プラークは表面の炎症が強いと破れる事があります。すると、破けた部分で血液が固まり、血液が流れなくなってしまいます。これが心臓の血管で起これば、その人の人生を左右し得る「心筋梗塞」という病気につながります。ですので、生活習慣病としてのコレステロール管理は重要と言われるわけです。
ここまでの点に関しては微塵も疑問はありませんが、私はかねてより、この「生活習慣病」という表現に悶々としています。
2024年5月、European Heart Journalという欧州の学会誌にミイラの動脈硬化に関する報告が掲載されました(Atherosclerosis in ancient mummified humans: the global HORUS study.)。エジプト以外にもペルーやイヌイット、オーストラリアやアメリカ等の広い地域のミイラを対象に調査が行われ、結果として男女差や階級差によらず、約40%のミイラで動脈硬化が確認されたそうです。少なくとも私は黄金のマスクもつけないし、日常的にケバブを食べませんので、そういった意味では古代エジプト人とは生活習慣が異なります。であれば、本当に現代の生活習慣が動脈硬化を起こしていると言ってよいのでしょうか。
また、以前は生活習慣病を「贅沢病」と呼ぶ事もありました。これにも、悶々なわけです。
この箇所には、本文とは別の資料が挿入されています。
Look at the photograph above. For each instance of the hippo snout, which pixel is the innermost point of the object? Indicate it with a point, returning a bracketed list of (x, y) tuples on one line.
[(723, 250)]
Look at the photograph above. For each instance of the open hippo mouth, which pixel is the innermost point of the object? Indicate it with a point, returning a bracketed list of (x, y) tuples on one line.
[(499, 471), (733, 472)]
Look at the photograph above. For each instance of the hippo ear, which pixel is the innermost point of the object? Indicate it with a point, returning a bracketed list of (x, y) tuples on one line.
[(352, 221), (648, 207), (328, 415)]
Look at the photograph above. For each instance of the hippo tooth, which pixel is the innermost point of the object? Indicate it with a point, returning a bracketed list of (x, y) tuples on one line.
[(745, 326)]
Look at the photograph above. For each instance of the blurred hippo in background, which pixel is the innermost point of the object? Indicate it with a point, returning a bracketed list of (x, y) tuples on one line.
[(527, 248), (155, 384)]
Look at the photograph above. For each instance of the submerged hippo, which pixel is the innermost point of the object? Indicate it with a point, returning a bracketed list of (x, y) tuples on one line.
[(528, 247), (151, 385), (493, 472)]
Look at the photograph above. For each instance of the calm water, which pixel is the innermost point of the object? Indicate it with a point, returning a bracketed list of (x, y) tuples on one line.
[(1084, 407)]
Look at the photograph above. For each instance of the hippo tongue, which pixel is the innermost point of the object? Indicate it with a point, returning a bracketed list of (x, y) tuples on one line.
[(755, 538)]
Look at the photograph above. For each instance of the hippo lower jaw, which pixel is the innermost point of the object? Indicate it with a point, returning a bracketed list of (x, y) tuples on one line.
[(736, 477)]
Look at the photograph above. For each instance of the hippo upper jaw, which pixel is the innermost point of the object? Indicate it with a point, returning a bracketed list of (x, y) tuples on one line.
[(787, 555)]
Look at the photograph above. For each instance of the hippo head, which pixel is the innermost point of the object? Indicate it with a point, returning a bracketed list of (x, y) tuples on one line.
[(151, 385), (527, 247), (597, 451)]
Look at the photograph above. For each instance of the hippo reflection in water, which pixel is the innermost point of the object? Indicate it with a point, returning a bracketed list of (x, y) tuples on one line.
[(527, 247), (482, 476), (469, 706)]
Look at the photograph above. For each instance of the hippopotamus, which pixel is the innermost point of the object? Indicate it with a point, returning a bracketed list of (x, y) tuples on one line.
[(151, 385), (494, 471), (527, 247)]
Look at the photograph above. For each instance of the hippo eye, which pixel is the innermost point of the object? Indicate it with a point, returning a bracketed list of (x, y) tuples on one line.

マルクス主義でいう所のブルジョワジー(資本家階級)vsプロレタリアート(労働者階級)の構造は、昨今のように働き方が多様化した時代では成り立たない事もしばしばあるでしょうが、それでも”現代のプロレタリア”と言える立ち位置の方は多くおられます。現代のブルジョワは健康によいオーガニックサラダを食べて、パーソナルジムに通いストレスと運動不足を解消し、夜は高いワインを適量飲んでから高級ベッドへ入るのです。一方、プロレタリアはどうかと言えば、体をつかって汗水流して働き、合間の移動時間で菓子パンをほおばります。食後の少ない時間でできる息抜きはしばしば喫煙という方も少なくなく、夜遅く寝るので睡眠時間がそもそも短かったりします。
さあ、どちらの生活がより贅沢で、どちらの生活がより動脈硬化を起こすのでしょうか。
別に、喫煙を良しとする意見ではないし、バランスの偏った食事をとる事に美学を感じるのではありませんが、生活習慣病と銘打つと、動脈硬化を起こした人が自責に苛まられてしまうというか、そういった感じがして私は悶々とするのです。
動脈硬化は長く頑張って生きた方にも起こる病気です。こんなものは、よく頑張ってきたなと労いながら、努力の末に待つ未来が心筋梗塞となってしまわないように、リスク回避の治療をしていけばよいのだと思います。